Bacterial protection of microalgae facing chemical stress – BARRIER

BARRIER is a proof of concept project with multidisciplinary expertise for demonstrating, from the laboratory to a pilot process, that selected bacteria can protect microalgae when growing in various waters including produced water, seawater or wastewaters containing toxic compounds, providing higher algal resilience, productivity and bioremediation efficiency in saline wastewater treatments. Saline wastewater is a stubborn pollution source representing one of the most serious environmental problems occurring on land formations and in water reservoirs. In BARRIER project, natural microalgae and associated bacteria will be selected on organic and metallic toxic compounds. Microalgae-bacteria assemblages will be built, optimized through modeling and tested in large-scale mass culture processes using industrial wastewaters. Microalgae are promising organisms for producing a wide range of commodities (biofuel, bioplastics, …) including recycling and valuation of liquid and gaseous effluents. However, this is hindered by the difficulty to grow microalgae in contaminated waters, where various toxic may reduce their growth, and can even contribute to dramatic crash of the culture. Recent advances have shown that, when associated with a specific cluster of bacterial species, the resilience of assemblage can be significantly stronger than the microalgae alone.
Microalgae-bacteria consortia are shaped by complex interactions. Microalgae stimulate bacterial growth by the release of carbon exudates, whereas bacteria supply algae with vitamins and nutrients. Although the microalgae-bacteria relationships through metabolite exchanges are well studied, little is known however regarding the impact of chemical contaminants on the interactions between both microalgae and bacteria. Further experimental studies are required to understand the algae-bacteria interactions in the context of chemical pollution pressure in order to propose innovative strategies for improving the resilience of microalgae assemblage in contaminated effluents.
Four objectives in BARRIER project:
• To evidence the role of bacteria in the protection of microalgae against contamination, by analyzing physiological responses of microalgae under controlled exposure to toxic chemicals.
• To characterize the fate of toxic chemicals and organic matrix during the biodegradation/immobilization processes.
• To model and predict the role of interactions between microalgae and associated bacteria when exposed to combined toxic chemicals.
• To demonstrate in realistic outdoor pilot conditions that a selected microalgae-bacteria association provides a better resilience of the mass culture process and thus increases the yearly microalgal productivity and bioremediation processing in saline wastewaters with toxic contaminants.
BARRIER will perform complementary laboratory experiments in controlled and outdoor conditions with an upscaling approach using cultures of microalgae species and bacteria isolated from a contaminated environment.

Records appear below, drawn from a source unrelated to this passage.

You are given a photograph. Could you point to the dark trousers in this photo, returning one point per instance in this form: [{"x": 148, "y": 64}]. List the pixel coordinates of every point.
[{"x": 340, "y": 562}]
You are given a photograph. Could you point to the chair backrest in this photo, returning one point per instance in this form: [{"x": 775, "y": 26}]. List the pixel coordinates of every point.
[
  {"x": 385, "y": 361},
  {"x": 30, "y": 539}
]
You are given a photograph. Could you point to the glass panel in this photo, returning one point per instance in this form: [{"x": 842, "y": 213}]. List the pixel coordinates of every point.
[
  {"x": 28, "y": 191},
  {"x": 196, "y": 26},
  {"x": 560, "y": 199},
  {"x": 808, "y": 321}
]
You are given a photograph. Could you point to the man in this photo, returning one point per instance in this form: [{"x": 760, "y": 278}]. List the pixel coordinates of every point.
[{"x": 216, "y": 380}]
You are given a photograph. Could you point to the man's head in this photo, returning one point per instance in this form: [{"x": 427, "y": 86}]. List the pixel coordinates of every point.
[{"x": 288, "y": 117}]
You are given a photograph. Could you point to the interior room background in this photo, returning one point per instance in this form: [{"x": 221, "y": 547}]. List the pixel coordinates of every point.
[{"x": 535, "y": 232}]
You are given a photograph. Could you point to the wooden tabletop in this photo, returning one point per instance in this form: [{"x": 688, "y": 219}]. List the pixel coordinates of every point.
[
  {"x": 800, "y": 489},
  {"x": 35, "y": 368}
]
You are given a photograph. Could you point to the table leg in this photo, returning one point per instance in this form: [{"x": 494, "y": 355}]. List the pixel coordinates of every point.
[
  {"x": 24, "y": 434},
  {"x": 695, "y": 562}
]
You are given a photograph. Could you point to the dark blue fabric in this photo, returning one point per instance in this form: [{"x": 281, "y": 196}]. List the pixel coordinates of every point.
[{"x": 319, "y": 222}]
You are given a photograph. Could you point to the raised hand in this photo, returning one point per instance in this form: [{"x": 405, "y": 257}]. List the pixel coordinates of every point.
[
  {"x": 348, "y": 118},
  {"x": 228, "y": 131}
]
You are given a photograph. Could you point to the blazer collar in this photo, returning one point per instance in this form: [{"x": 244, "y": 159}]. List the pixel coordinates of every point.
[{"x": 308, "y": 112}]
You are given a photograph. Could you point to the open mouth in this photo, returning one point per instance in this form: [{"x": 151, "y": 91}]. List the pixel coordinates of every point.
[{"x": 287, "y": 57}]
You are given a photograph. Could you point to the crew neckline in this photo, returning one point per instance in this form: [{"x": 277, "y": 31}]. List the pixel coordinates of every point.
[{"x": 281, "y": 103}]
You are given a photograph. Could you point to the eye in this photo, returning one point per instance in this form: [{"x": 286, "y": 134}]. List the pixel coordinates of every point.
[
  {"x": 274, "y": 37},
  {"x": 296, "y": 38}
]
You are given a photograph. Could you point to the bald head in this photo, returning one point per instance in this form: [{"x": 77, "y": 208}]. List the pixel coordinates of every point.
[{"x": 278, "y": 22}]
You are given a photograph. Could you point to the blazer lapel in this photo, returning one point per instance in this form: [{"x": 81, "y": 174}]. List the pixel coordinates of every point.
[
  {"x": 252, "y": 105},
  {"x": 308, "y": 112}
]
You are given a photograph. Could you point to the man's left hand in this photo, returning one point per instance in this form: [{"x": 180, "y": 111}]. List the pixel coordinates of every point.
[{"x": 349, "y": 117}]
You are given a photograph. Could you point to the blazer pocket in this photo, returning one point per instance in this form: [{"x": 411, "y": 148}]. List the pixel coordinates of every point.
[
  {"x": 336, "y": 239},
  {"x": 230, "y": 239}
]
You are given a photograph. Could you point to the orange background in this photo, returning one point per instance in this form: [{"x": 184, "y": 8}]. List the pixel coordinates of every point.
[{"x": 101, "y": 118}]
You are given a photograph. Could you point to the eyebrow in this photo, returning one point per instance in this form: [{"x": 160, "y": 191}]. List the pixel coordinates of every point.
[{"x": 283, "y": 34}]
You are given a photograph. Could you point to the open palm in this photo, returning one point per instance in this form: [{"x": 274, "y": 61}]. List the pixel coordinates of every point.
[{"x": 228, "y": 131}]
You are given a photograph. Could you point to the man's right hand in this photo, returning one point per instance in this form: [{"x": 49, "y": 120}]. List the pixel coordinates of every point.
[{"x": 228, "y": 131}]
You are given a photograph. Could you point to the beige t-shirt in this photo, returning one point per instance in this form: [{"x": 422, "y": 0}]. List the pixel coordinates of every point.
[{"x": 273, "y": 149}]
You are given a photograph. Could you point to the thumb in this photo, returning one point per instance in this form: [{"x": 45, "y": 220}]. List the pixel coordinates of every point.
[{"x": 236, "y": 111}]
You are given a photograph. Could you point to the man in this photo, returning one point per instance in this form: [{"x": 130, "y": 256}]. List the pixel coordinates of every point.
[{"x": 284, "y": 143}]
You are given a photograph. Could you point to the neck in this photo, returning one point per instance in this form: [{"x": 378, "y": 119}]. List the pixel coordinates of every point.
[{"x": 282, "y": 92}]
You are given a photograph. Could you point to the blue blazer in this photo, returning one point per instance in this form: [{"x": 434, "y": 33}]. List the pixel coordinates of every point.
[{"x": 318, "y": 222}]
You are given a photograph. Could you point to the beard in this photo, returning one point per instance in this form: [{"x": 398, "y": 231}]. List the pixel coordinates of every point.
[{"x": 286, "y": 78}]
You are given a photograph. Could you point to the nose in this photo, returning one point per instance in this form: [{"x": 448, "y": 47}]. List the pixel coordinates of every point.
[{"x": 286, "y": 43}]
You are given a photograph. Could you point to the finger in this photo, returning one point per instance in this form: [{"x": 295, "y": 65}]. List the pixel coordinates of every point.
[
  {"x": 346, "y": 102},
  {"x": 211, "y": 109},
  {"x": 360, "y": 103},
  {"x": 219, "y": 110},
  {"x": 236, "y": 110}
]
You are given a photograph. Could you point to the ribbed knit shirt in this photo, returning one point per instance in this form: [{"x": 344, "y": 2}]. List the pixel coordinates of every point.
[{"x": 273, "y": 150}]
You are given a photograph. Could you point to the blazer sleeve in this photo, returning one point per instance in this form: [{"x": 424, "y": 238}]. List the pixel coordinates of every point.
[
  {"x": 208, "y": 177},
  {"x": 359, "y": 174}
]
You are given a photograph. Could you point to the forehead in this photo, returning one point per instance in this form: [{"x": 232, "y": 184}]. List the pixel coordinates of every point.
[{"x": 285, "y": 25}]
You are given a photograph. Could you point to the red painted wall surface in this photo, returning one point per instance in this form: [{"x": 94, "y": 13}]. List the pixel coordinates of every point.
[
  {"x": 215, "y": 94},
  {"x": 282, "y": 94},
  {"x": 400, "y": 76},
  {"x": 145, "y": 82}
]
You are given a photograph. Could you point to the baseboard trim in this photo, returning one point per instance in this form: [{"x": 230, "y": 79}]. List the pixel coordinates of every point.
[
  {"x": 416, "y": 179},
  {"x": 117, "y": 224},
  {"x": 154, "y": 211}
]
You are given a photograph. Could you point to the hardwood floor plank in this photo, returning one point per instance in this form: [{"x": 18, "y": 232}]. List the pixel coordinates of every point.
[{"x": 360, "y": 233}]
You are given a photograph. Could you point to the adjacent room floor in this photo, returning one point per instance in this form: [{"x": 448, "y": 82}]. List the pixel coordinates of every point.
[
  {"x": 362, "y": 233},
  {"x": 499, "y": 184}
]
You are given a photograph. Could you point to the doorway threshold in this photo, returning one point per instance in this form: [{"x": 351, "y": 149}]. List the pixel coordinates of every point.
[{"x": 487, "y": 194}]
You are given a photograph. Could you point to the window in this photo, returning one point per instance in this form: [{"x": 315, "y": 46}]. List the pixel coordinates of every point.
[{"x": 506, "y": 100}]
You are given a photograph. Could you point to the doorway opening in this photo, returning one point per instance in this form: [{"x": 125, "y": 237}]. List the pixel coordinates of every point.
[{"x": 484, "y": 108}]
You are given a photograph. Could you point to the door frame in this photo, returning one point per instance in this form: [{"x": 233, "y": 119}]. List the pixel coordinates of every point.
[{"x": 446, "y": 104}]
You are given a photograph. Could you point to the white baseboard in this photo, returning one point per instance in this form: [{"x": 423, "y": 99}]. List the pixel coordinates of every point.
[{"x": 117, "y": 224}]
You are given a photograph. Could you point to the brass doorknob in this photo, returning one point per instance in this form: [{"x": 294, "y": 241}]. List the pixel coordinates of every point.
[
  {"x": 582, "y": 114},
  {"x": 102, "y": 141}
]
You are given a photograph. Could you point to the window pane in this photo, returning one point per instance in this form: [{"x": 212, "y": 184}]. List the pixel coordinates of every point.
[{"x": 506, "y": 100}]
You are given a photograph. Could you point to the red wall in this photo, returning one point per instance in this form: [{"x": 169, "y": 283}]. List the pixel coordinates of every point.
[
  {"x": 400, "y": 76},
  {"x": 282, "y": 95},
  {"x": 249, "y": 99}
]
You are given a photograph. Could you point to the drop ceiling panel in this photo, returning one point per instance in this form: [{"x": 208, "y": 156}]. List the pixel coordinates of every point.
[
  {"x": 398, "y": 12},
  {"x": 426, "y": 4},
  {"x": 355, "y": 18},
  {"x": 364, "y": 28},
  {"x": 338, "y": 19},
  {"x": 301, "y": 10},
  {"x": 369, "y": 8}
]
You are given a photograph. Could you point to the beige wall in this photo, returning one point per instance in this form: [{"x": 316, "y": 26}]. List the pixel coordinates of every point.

BARRIER proposes a multidisciplinary approach relying on a consortium associating five academic laboratories and one industrial company developing bioremediation strategies, in order to obtain competencies in microbial ecology, ecotoxicology, organic and inorganic chemistry, molecular biology, modeling and process engineering and microalgae cultivation on oil and gas wastewater. BARRIER will allow a better understanding of the interactions between microalgae and bacteria. The methodological approach will help in characterizing the role of the bacteria in the protection of microalgae against chemical contamination. Lastly, BARRIER will propose innovative approaches with the manipulation of algae-bacteria consortia to use the effective algae-bacteria interactions, approaches that will be tested in realistic outdoor conditions with the support facilities and competences of the industrial Partner.